The second component of our quality assurance system is an automatic image quality assessment for colonoscopy. The goal is to encourage more diligence during procedures by warning against hasty and low quality colon examination. We detect a low quality colon examination by identifying a number of consecutive non-informative frames in videos. We base our methodology for detecting non-informative frames on two key observations: (1) non-informative frames

most often show an unrecognizable scene with few details and blurry edges and thus their information can be locally compressed in a few Discrete Cosine Transform (DCT) coefficients; however, informative images include much more details and their information content cannot be summarized by a small subset of DCT coefficients; (2) information content is spread all over the image in the case of informative frames, whereas in non-informative frames, depending on image artifacts and degradation factors, details may appear in only a few regions. We use the former observation in designing our global features and the latter in designing our local image features. We demonstrated that the suggested new features are superior to the existing features based on wavelet and Fourier transforms.

The third component of our quality assurance system is a 3D visualization system.

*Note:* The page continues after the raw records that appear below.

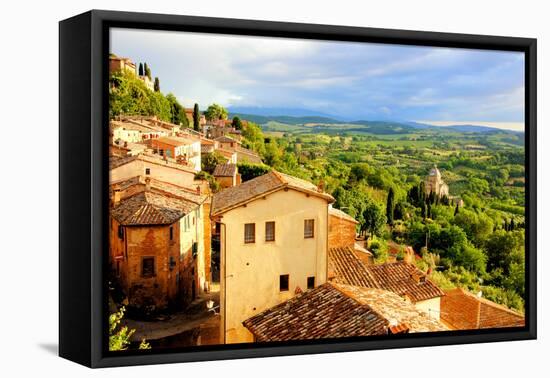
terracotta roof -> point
(246, 155)
(260, 186)
(323, 312)
(225, 139)
(346, 268)
(225, 170)
(341, 215)
(464, 310)
(151, 208)
(393, 308)
(115, 162)
(406, 280)
(174, 141)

The goal is to provide colonoscopists with feedback about the regions of the colon that have remained unexamined during colonoscopy, thereby helping them improve their navigational skills. The suggested system is based on a new 3D reconstruction algorithm that combines depth and position information for 3D reconstruction. We propose to use a depth camera and a tracking sensor to obtain depth and position information. Our system contrasts with the existing works where the depth and position information are unreliably estimated from the colonoscopy frames. We conducted a use case experiment, demonstrating that the suggested 3D visualization system can determine the unseen regions of the navigated environment. However, due to technology limitations, we were not able to evaluate our 3D visualization system using a phantom model of the colon.